What of the whiskies, then? As Scotland shuttles into winter, both the rich fruit of a sherried whisky and the belligerent thrust of peat become welcome flavours to drive out the cold.

Compass Box Great King Street Experimental Batch #00-V4 43% (3,439 bottles)

Colour – nutty amber with light malt tones.

Nose – a stirring of malt followed by sweet fruitiness and candied peels. Plenty of rich dark honey and green fruits. There then builds a rich veneer of dryish Oloroso: mostly fruity but grows maltier with a touch of lively cereal citrus. Sugar-coated almond and dried apricot. Pink marshmallow. Energy and richness beautifully combined. Mascarpone and dark chocolate lead into bitter orange and nuts.

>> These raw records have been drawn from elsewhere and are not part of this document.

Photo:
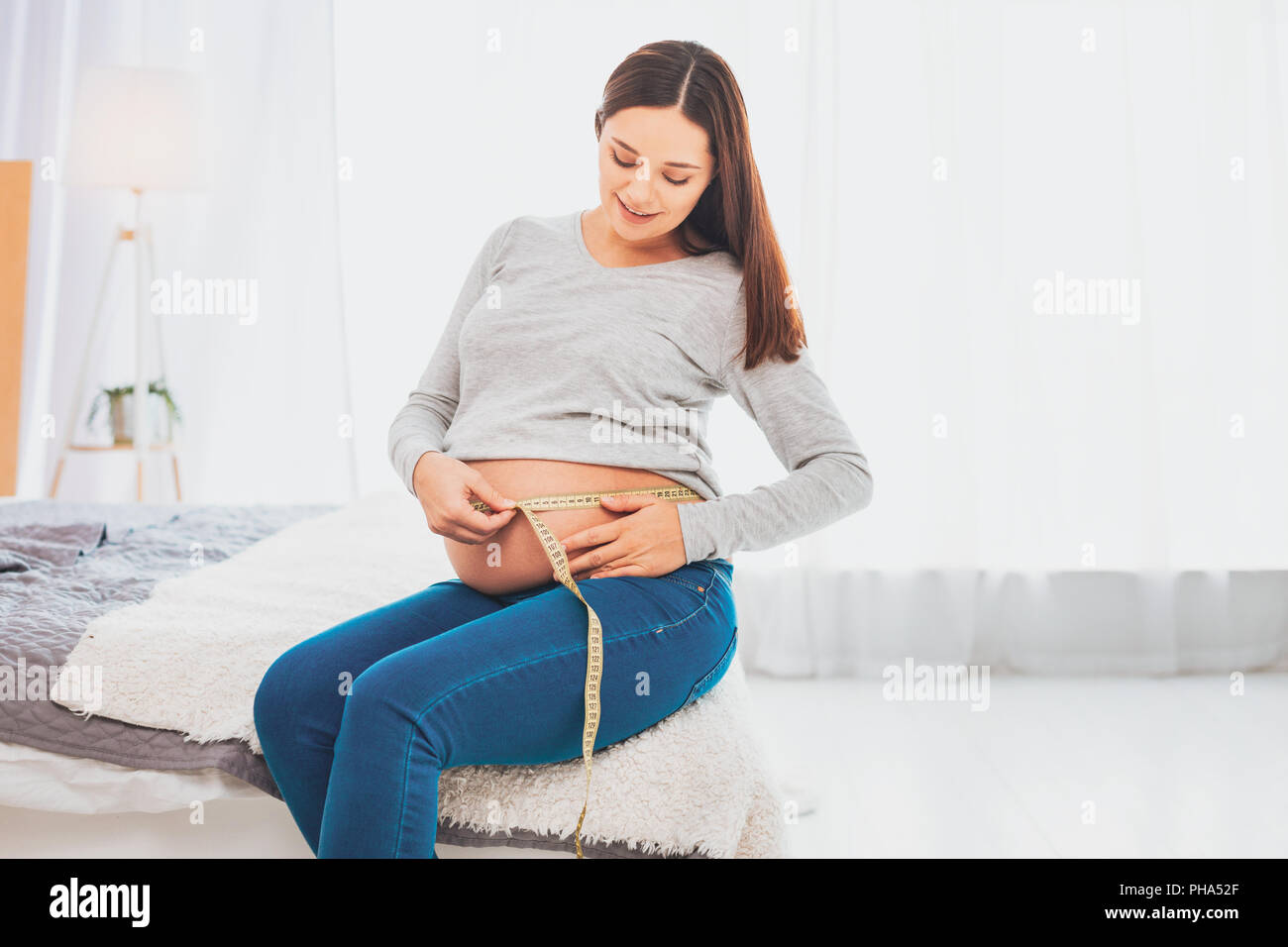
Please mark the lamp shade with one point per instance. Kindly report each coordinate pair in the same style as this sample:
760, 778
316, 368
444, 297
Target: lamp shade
137, 128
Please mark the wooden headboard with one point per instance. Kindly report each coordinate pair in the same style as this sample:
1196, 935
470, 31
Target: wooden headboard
14, 217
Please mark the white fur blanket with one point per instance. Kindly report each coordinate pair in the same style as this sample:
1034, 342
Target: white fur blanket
191, 659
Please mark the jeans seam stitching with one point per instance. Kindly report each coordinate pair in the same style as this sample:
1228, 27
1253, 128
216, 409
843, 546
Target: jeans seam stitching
707, 677
402, 800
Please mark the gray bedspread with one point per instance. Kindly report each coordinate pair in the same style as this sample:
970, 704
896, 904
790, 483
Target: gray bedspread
62, 565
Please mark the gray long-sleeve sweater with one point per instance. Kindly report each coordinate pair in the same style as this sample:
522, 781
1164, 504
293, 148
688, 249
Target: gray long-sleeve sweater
552, 355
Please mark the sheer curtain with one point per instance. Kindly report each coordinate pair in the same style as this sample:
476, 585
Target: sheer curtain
1055, 302
1041, 253
266, 398
1039, 250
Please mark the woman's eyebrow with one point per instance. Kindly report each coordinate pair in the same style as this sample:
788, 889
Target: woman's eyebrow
666, 163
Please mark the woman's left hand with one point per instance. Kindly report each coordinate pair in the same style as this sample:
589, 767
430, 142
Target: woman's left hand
645, 543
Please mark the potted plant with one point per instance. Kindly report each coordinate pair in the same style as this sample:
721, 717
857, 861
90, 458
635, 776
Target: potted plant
121, 410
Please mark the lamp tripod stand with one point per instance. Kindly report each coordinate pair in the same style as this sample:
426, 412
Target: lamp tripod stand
141, 236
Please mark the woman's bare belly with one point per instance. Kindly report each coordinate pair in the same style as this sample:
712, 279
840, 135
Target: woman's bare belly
511, 560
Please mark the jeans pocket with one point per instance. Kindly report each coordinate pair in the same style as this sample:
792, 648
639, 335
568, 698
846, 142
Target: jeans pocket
713, 676
696, 577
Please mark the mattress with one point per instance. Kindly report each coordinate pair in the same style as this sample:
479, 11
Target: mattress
64, 564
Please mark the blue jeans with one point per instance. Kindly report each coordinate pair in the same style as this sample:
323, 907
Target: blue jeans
359, 722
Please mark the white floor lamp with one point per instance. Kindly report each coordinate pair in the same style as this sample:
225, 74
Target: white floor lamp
137, 129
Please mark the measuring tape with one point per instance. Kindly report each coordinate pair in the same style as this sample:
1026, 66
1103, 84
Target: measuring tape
595, 631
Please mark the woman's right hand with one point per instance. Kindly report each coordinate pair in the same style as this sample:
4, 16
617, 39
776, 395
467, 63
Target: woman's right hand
446, 488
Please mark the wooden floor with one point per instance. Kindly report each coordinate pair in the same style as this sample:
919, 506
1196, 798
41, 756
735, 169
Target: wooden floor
1061, 768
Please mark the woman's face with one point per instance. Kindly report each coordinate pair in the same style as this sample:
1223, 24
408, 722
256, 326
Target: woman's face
666, 170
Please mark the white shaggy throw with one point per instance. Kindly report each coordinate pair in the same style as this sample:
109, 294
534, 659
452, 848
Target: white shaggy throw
191, 659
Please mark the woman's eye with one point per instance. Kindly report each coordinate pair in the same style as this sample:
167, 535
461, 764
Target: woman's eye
632, 163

Palate – chocolate-y sherry oak… oh, and the rich, lazy, muscular malt. So rich, smooth and delicious with the grain supplying adundant creaminess at the end. Outstanding.

Finish – dries a touch with persistent creamy grain and dark cocoa powder. Banana fritter. Verges on possibly being overly sweet. The standard GKS re-introduces more oaky spicy for balance at this point.

 

Compass Box Great King Street Experimental Batch #TR-06 43% (3,805 bottles)

Colour – clean full gold.

Nose – phenolic and rich at first with seashore peat and razorclam shells. Buttery vanilla behind. In the glass it is all dry smoke at first: big but without threatening. Glossy tropical fruits with melon and especially passion fruit. Vanilla ice cream with a ripple of caramel. The smoke comes in drifts revealing firm, chewy cereals, turmeric and cloves. Maltier with time.

Palate – big turmeric at first with some lemon peel. Peat starts as a wisp of smoke but dries and enlarges to become turf-like and dense.

Finish – remarkably dry and ashy but there is incense in there as well as vanilla. Spent fireworks. Still weighty and sweet.

The Sherry had the edge over the Peat on the nose and palate but the finish of the Peat was a delight.

Adding water harmed the Peat a touch. It became more marine-like on the nose with beach pebbles. Then custard tart aromas developed from the American oak: nutmeg and vanilla. The palate was almost unaffected, still big on the soft peats and soft creamy grain. The Sherry, on the other hand, upped the ante on the chocolate with vanilla biscuit in there, too. Overt patisserie indulgence! Even some smoke appeared. The vision I received was of an exquisite gingery Sherry butt beneath which the malt thundered away on a honeyed theme like a Balvenie might. The palate became more honey-driven with some floral tones and plenty of malt. Liqueur chocolates and European oak added further weight. Again, the thick, sweet grains are wonderfully alert and busy amidst the dark oaky tannins.

So…?      I had thought that these might be a revolution in blended Scotch. However, while they don’t reinvent the wheel they are strikingly brilliant and outscored every blended Scotch I have tasted bar the Chivas Regal 25yo. In both cases the intensity of the malt compenents (67% of the total blend for the TR-06 and 72% for the 00-V4) was beautifully harnessed by the silky beauty of the grains. If you concentrate, the mechanics of on-the-money blended Scotch are there to see, but if you just want to relax and treat yourself to something a little more gutsy but which still boasts shades of subtlety these can soothe all manner of cares.

This year sees a raft of new releases from Compass Box: these in the Great King Street stable, the Delilah’s blend constructed in partnership with a Chicago institution, the Peat Monster 10th Anniversary and something called The General. Watch this space.